The project was carried out in an area of east London a little planning and socially degraded. The idea was to build two huge concrete blocks flanking a central green area of the landfill obtained from the rubble of the work.

One of the characteristics of the project was access to housing is through long corridors outside, rigidly excluding vehicle traffic around the area of the complex.


Context of the residential

The residential complex that occupies about two hectares, consists of two long blocks containers facing each other, at whose head sits the busiest route, thereby exerting an effect buildings barrier that protects the large interior space the land where they were built is exposed to traffic on three sides. The external facades overlook the streets of the city and are preceded by a garden


One of the blocks has ten plants and another seven, bringing a total of 213 apartments surrounding a central garden area, some of a plant, other duplex. Departments in the bedrooms and kitchens and dining are into the green, away from the noise, leaving the access gateways and living rooms on the side closest to the street noise.
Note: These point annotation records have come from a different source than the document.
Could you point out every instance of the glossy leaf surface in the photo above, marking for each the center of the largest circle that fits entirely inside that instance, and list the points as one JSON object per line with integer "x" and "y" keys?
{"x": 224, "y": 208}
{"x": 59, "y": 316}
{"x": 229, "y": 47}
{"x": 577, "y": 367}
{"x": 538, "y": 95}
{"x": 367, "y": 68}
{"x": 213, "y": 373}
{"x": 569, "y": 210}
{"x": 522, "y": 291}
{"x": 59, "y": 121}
Every three floors are wide open balconies were designed with the idea of serving to children’s play and neighborhood meetings, as traditional streets, similar to what has been done by Le Corbusier in Unite d’habitation of Marseille


A large green, protected from the bustle outside, where children can play and can be performed outdoors. But rescuing the concept of street as a passage and encounter, as well as the wide corridors of buildings, the garden is crossed by streets, some upward, with its plazas and community spaces.

Materials and Structure

The building structure is made of iron and covered with precast concrete. Doors and woodwork are made of wood.

The balconies are placed every three floors were closed with iron bars for security.

The small hill which forms part of the garden area was created by debris left over from construction.